WOW! following the rather dismal grey & wet affair that was April, May began with clear blue skies and high temperatures quickly rising to 27 degs celsius. This had an immediate effect on the fruiting pattern of one of our most stunning polypore’s, Laetiporus sulphureus, commonly known as ‘Chicken of the woods’. Following the fairly persistent rain toward the end of April, even though temperatures at that point barely got above 15 degs, this fungus began to fruit sporadically on the older Oaks on Hampstead Heath. As the temperatures began to rise, this species seemed to explode from practically every other tree on the Heath, including Willow, Cherry and False Acacia (Robinia). I don’t think I can recall a mass fruiting like it before, the closest would of been back in 1996, when there was a fairly large amount of fruiting but nothing on this scale. Wonderful and along with the earlier, healthy fruitings of St George’s mushrooms, which began on March 28th in these parts, it has been a good start to 2008, lets hope it continues….

laetiporus sulphureus. 1

Laetiporus sulphureus

What started as a promising season for 2008 actually ended as being a rather mediocre one. In the main I would say the year was a little up on 2007. The problem again came with too much rain over the summer and autumn months. Thankfully (some of you may disagree) it was a bit warmer than 2007 in general and this was reflected in the diversity of fungi recorded. Once again it wasn’t such a great year for the Boletes, as they prefer the hot summers followed by rain in the autumn. Of the mycorrhizal fungi Other genera faired quite well, Russula and Amanita did quite well, whilst Lactarius seemed to struggle a bit, at least at the sites that I visit each year.

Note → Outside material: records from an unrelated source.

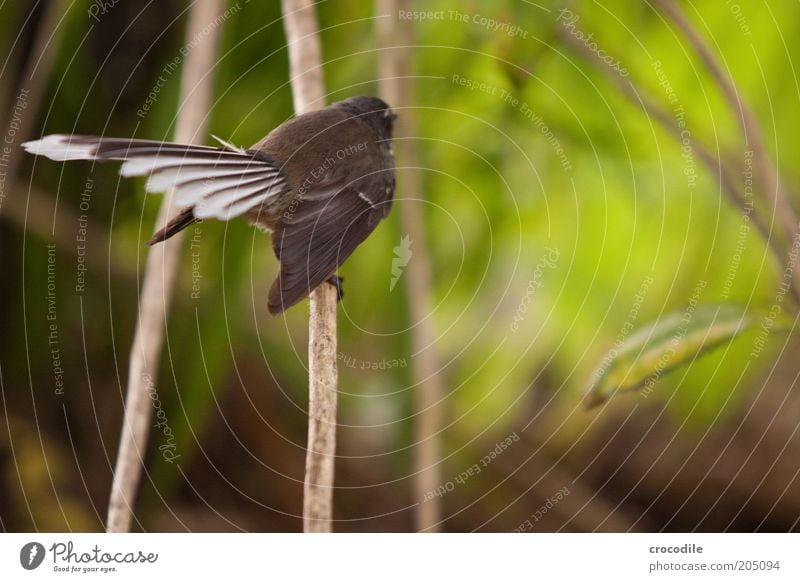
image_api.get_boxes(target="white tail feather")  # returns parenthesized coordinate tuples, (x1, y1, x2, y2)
(194, 183, 280, 219)
(211, 134, 246, 153)
(145, 165, 274, 192)
(22, 135, 98, 161)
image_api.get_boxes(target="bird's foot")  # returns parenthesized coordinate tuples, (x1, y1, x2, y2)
(326, 275, 344, 302)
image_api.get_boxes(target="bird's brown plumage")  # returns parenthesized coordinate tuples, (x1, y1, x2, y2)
(248, 105, 395, 313)
(22, 96, 396, 314)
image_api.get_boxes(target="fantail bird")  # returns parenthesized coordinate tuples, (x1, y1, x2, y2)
(22, 95, 397, 314)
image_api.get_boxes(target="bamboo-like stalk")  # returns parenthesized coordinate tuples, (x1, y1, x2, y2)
(653, 0, 800, 301)
(557, 30, 772, 240)
(106, 0, 224, 533)
(377, 0, 445, 532)
(655, 0, 798, 240)
(280, 0, 338, 533)
(557, 21, 800, 302)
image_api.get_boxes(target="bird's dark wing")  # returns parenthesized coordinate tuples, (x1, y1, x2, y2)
(23, 135, 287, 222)
(267, 172, 394, 314)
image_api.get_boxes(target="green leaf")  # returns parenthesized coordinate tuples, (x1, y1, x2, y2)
(585, 303, 791, 408)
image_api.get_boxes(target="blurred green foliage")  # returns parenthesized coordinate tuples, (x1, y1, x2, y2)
(2, 0, 799, 531)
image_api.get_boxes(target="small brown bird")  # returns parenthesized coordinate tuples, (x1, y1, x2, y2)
(23, 96, 396, 314)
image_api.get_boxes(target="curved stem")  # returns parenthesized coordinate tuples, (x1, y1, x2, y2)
(377, 0, 445, 532)
(106, 0, 224, 532)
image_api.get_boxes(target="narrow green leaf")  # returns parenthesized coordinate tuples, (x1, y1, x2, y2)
(585, 303, 790, 408)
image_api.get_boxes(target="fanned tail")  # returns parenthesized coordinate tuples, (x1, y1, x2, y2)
(22, 134, 288, 221)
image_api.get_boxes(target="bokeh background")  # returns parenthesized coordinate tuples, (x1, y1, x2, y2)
(1, 0, 799, 532)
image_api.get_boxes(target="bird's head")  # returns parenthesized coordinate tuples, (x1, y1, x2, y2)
(334, 96, 397, 141)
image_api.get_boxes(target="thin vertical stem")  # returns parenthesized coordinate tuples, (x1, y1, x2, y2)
(280, 0, 337, 533)
(655, 0, 800, 296)
(655, 0, 795, 228)
(106, 0, 224, 532)
(378, 0, 445, 532)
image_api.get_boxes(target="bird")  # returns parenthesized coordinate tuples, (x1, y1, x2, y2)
(22, 95, 397, 314)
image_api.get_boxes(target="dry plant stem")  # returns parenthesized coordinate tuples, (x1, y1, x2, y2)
(106, 0, 224, 532)
(558, 28, 800, 302)
(280, 0, 337, 533)
(377, 0, 445, 532)
(655, 0, 800, 303)
(655, 0, 797, 241)
(558, 31, 766, 239)
(304, 282, 338, 530)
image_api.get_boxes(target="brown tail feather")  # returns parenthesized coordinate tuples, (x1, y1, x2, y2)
(147, 206, 197, 246)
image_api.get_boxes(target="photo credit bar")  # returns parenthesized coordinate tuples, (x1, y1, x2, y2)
(0, 533, 797, 580)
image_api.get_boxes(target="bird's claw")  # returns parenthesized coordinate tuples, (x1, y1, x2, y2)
(327, 275, 344, 302)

Puttenham Common in Surrey had a good season for Cortinarius especially the abundance of C. bivelus but there were also good populations of various Russula as well as some good Boletus, though these appeared earlier in the season, August & September being the prime months here.

cortinarius bivelus

Cortinarius bivelus

Hampstead Heath and Epping Forest both had fairly good seasons with some good records but a lack of healthy populations, the Hampstead highlight for me would be Mycena diosma a lilac, small to medium species close to Mycena pura but with a distinct smell not unlike incense, especially when kept in a container. This is only the third time I have seen this species. Epping Forest held no great surprises but again Otidea cochleata, O. alutacea and O. onitica are all worthy of mention for their scarcity.

mycena diosma

Mycena diosma

Wimbledon Common was very ordinary compared to previous seasons but still had a surprise or two such as Cortinarius croceus, whilst the New Forest was I would say slightly up on last year with good populations of most genera apart from Boletes, highlighted species here would be Aurantiporus alborufescens a red data listed species from the Polyporacae family, for which the New Forest is currently a stronghold. 

cortinarius uliginosus

Cortinarius uliginosus

During 2008 I also completed the first ever commissioned survey of Richmond Park on behalf of the Royal Parks. This was very interesting and revealed some very rare species, not least the endangered and law protected Piptoporus quercinus . The survey ran from April to December 2008 and took in 24 visits, 290 species were confirmed from over 1000 records made. Of particular note were species associated with dead wood, such as Spongipellis delectans , Coriolopsis gallica , Schizophyllum amplum and Gloeoporus dicrous .  All rare species of varying degrees.  Also of note were three different species of Otidea ‘Hares’s Ears’, a good population of Amanita ceciliae and the alien deceiver Laccaria fraterna which turned up on the penultimate visit to the park in December. This particular species associates with Eucalyptus and these were close by to the one and only Eucalyptus in the Pembroke Lodge gardens, that of E. amygdalina.